GaussianActor

GBRL model that produces the parameters of a Gaussian policy distribution (mean and log standard deviation). Used for continuous control tasks, especially in algorithms like SAC, with support for fixed or learnable standard deviations.

class gbrl.models.actor.GaussianActor(tree_struct: Dict, input_dim: int, output_dim: int, mu_optimizer: Dict, std_optimizer: Dict | None = None, log_std_init: float = -2, params: Dict = {}, bias: numpy.ndarray | float | None = None, verbose: int = 0, device: str = 'cpu')[source]

Bases: BaseGBT

GBRL model for an actor ensemble used in algorithms such as SAC. This model outputs the mean (mu) and log standard deviation (log_std) of a Gaussian distribution, allowing stochastic action selection.

step(observations: numpy.ndarray | torch.Tensor | None = None, mu_grads: numpy.ndarray | torch.Tensor | None = None, log_std_grads: numpy.ndarray | torch.Tensor | None = None, mu_grad_clip: float | None = None, log_std_grad_clip: float | None = None) None[source]

Performs a single boosting iteration.

Parameters:
  • observations (NumericalData) – Input observations.

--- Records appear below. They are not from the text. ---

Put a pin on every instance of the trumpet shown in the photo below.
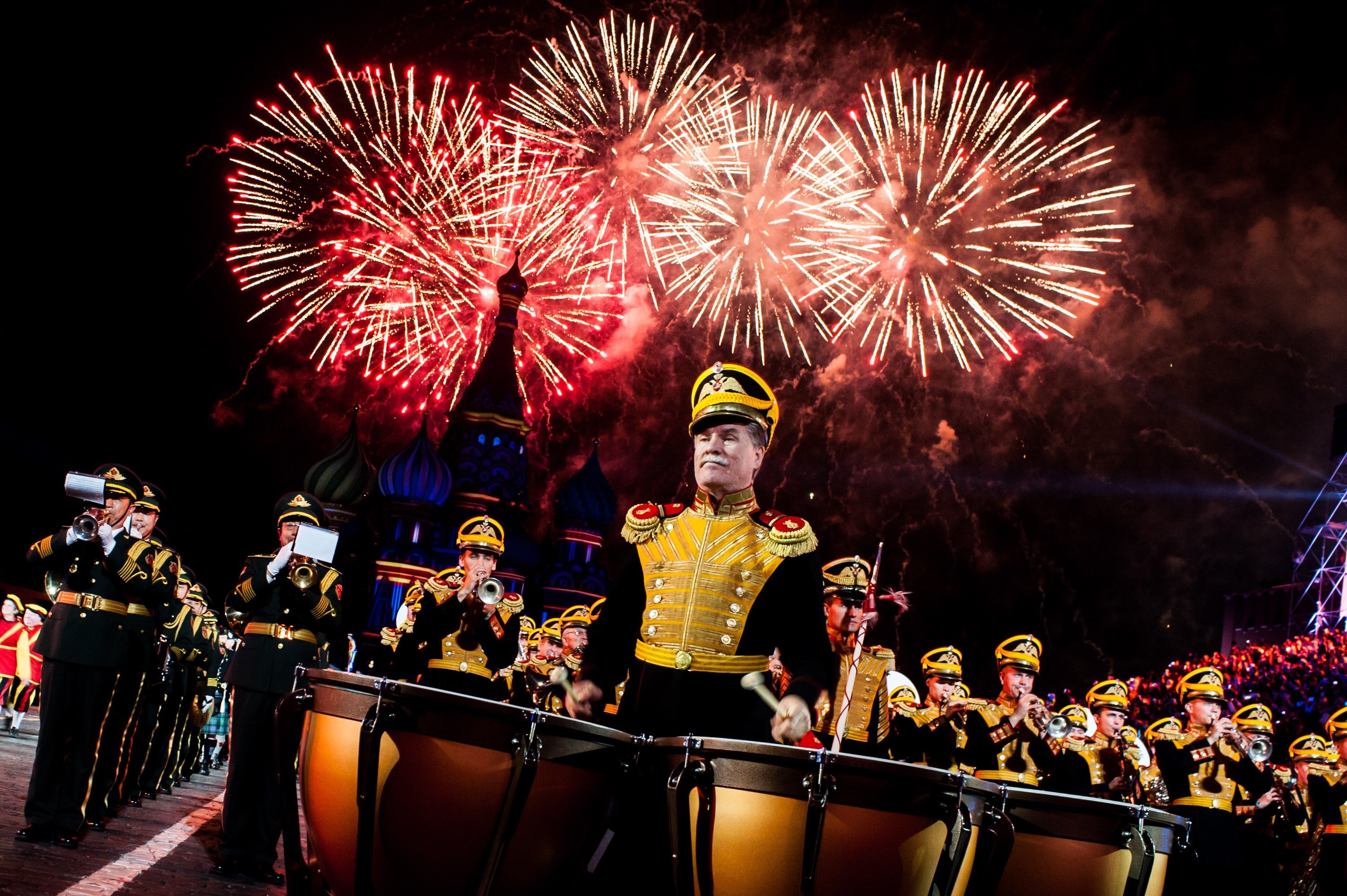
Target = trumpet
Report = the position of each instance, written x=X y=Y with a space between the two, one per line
x=302 y=573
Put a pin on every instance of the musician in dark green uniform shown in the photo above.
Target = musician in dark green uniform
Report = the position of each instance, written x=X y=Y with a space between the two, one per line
x=467 y=642
x=84 y=645
x=281 y=632
x=710 y=589
x=1202 y=770
x=1007 y=738
x=145 y=616
x=934 y=732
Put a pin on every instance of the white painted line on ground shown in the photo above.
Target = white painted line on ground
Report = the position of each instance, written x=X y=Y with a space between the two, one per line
x=120 y=872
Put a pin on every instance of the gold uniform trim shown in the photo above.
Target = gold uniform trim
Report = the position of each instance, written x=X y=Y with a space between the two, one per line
x=702 y=576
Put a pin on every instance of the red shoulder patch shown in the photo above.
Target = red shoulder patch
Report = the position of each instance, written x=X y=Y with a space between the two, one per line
x=644 y=511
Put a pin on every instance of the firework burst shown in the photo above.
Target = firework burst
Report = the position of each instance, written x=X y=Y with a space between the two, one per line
x=609 y=116
x=757 y=193
x=380 y=221
x=977 y=220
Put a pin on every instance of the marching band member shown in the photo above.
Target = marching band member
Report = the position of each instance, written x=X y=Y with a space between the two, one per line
x=1202 y=769
x=84 y=646
x=467 y=641
x=143 y=618
x=710 y=589
x=1326 y=782
x=1101 y=764
x=934 y=733
x=29 y=668
x=282 y=619
x=846 y=581
x=1007 y=739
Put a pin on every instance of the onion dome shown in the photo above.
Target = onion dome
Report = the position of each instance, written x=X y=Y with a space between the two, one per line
x=417 y=474
x=345 y=475
x=586 y=498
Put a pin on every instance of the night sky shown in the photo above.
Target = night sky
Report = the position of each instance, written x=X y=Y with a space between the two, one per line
x=1104 y=494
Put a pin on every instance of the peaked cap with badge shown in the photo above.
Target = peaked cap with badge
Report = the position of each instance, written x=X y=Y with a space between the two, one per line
x=712 y=588
x=943 y=662
x=301 y=507
x=481 y=534
x=848 y=579
x=1110 y=693
x=119 y=480
x=1020 y=651
x=1205 y=684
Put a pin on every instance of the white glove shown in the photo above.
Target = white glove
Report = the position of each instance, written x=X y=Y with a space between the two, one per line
x=108 y=537
x=282 y=561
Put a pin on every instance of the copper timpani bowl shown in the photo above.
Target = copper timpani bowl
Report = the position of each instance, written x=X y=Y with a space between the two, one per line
x=1086 y=847
x=413 y=790
x=763 y=820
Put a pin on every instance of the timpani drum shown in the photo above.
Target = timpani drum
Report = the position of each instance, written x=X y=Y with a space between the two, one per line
x=413 y=790
x=1086 y=847
x=764 y=820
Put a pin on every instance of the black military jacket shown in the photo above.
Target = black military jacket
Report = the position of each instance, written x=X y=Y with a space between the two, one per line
x=87 y=637
x=266 y=663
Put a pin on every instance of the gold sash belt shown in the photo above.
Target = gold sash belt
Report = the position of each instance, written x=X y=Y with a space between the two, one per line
x=283 y=632
x=92 y=603
x=670 y=658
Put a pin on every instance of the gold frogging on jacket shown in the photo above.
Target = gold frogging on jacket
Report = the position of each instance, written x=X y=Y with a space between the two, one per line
x=704 y=569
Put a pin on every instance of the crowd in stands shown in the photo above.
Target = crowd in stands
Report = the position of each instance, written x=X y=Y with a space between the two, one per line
x=1303 y=680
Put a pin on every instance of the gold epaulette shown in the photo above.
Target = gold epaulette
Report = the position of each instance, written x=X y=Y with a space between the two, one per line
x=787 y=536
x=644 y=521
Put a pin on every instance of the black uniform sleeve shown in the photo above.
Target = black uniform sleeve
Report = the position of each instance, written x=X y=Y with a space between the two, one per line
x=612 y=645
x=802 y=630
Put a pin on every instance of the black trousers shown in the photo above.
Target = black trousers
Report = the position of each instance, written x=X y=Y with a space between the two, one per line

  • mu_grads (Optional[NumericalData], optional) – Manually computed mean gradients.

  • log_std_grads (Optional[NumericalData], optional) – Manually computed log standard deviation gradients.

  • mu_grad_clip (Optional[float], optional) – Gradient clipping for mean. Defaults to None.

  • log_std_grad_clip (Optional[float], optional) – Gradient clipping for log standard deviation. Defaults to None.